I say "a shame," but, really, Levi is great as the adult incarnation of young Billy Batson (Asher Angel), a foster kid abandoned as a toddler by his teen mom. One night, Billy is granted superpowers by the Wizard Shazam (Djimon Hounsou): Whenever Billy says "Shazam!" he turns into Shazam, the hero formerly known as Captain Marvel (Levi); it's a thing he and his foster brother, Freddy (Jack Dylan Glazer), parlay into beer at the local convenience store and a quick trip to a titty bar. That's brilliant. I love how, Chroniclelike, the two friends work on discovering and defining Billy's superpowers, and how, as in Glass, they use YouTube to cultivate a following for Shazam. What I really love, though, is a bit where Freddy shows Billy a smashed bullet that ricocheted off the body of Superman and is now kept in a plastic baggie with a certificate of authenticity. Shazam! understands fandom in a gentle way–and, better, it identifies Superman as a truly aspirational icon. The way the film continues to pay off this artifact speaks to where its heart is and functions as sly rebuke to the now-disbanded Zack Snyder DCEU. Although it calls attention to how redundant this Captain Marvel is in the same universe as Superman, it also shows how integral the movie's literal child-like centre is to distinguishing the character, conceptually, from Superman. I would go so far as to argue that Shazam!–and Aquaman–understand, crucially, that while the first couple of generations of comic-book readers and collectors are old now, it's important to honour the children they were when this material was fresh.
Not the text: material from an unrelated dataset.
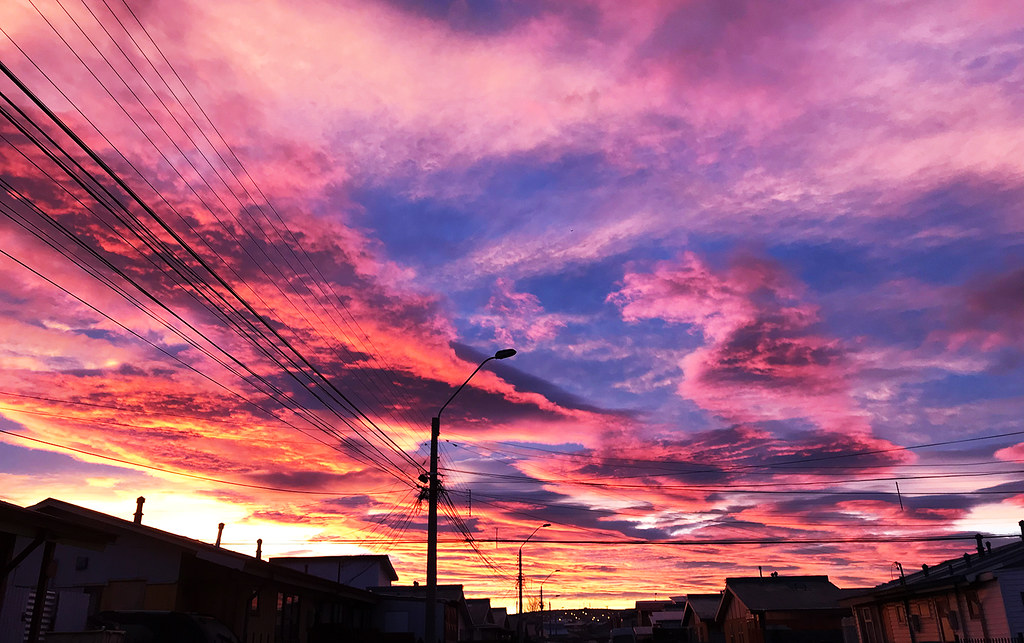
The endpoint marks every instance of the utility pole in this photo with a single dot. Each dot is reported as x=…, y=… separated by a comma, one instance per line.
x=433, y=491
There's an arch-villain, of course: Dr. Sivana (Mark Strong), the evil child of an evil billionaire (topical!) who is really just the vehicle for seven deadly CGI sins and strongest when possessed by them. I'm sure there's a good theological read to this piece, but I'm not the one to provide it. Much of the non-jokey dialogue is obsessed with the idea of family and how you can choose them–or they, you. Billy's foster family is a multi-ethnic mélange of kids; they're not entirely convincing (nor free of controversy), though the effort is commendable. I would have appreciated it more if the Chinese kid (Ian Chen) weren't a technology-obsessed hacker, but whatever, he also gets to misuse nunchucks and say "assfags," so we're even, I guess. There's a possibly-autistic kid (Jovan Armand) who quietly declares that he's at least bisexual, and there's a little black girl (Faithe Herman) who gets a lot of cute things to say. Freddy is the star, however, the comic-book expert with a gimpy leg who at a critical moment remarks that having a disability renders him essentially invisible to other people. Shazam! is not a perfect film–there's something moribund about its early going, and while the gags are reliably fun, they're seldom all that original. What works is the picture's lightness. It's a lot like Sky High, a movie I underestimated at the time. This is the second DC production in a row to demonstrate a certain levity. Best for me, it's a hint that if they take another swing at Superman–and John Williams's score makes a quick cameo at a key point–they might finally hear the music again.